You thought you chose the university for all the right reasons, but a class you’re taking now is making you rethink everything. Or maybe the campus is bigger than you thought and you don’t feel recognized. These are incredibly common feelings, but they don’t always have clear answers.
Begin your college search. You’ll likely employ some of the same tactics as your first college search, but this time you’re approaching it with more experience.
Expand the net wider than before. Create a list of preferred states or geographic areas — maybe you’re happiest near the mountains — and detail the type of campus culture that would work the best for you. Figure out the deadlines for each institution you’re interested in.
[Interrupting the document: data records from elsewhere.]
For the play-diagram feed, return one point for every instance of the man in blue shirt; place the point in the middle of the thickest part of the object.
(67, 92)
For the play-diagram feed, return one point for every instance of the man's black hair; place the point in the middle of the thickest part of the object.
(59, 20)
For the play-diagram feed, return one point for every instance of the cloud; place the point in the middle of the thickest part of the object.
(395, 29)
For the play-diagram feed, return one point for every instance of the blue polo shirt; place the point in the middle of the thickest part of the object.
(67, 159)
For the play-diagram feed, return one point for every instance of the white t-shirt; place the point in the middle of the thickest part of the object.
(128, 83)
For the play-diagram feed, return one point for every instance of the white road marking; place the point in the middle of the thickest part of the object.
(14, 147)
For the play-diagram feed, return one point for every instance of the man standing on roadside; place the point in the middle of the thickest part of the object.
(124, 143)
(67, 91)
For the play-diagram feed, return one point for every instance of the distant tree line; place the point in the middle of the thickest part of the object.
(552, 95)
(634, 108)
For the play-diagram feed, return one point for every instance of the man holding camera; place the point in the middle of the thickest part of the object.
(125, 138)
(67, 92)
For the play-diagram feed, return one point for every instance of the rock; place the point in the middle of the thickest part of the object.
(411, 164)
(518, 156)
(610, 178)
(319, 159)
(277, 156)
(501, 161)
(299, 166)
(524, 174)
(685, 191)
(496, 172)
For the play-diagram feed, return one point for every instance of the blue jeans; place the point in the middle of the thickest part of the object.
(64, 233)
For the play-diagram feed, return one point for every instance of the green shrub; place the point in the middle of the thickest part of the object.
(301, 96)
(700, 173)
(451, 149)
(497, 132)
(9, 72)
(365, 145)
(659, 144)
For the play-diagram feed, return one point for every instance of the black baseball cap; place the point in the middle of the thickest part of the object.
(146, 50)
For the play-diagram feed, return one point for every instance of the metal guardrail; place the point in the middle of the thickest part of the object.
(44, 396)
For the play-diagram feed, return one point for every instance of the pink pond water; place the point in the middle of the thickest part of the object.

Applications are due by Nov. 1 for spring entry or Jan. 15 for fall entry at Willamette.
In general, think of this process as a marathon and not a sprint, suggests Senior Assistant Director of Admission Cady Campbell.
“But also realize you need to complete the marathon and not just think about your first check point,” she said. “You have to think about the whole distance.
Meet with your advisor. Consider the type of environment you want to learn in and share that with your academic advisor or counselor early on, Campbell said.
If you like small class sizes — and benefit from professors knowing your name or being able to consult them outside of class — a small arts and sciences college can be a good fit. If you like blending in with the crowd, a state school may be better.
Connect with colleges. College websites can answer many questions, but they can’t replace genuine interactions.
Going on campus tours, meeting faculty and staff and getting a feel for the place — either in person or virtually — is the best way to make sure it’s right for you. You should also make sure to check out the city where you will be spending a significant amount of time. Your surroundings matter — a happy life outside of class can help you maintain a clear academic focus.
Determine which credits will transfer. Every university has a different credit transfer policy, so do some research. Some institutions even offer tools online to help determine how many credits will transfer. At Willamette, students can apply up to 16 credits toward a degree.
Apply. The only way to find out your financial aid award and some scholarship options is by applying.
If possible, submit your application for admission as soon as possible — waiting means you could miss out on additional scholarships that require separate applications.
Transferring colleges can take some work, and likewise cause some frustration and anxiety, but so can staying in a field of study that doesn’t excite you.
Campbell said, “If you don’t love what you’re learning, the journey to earning a degree can feel like time wasted.”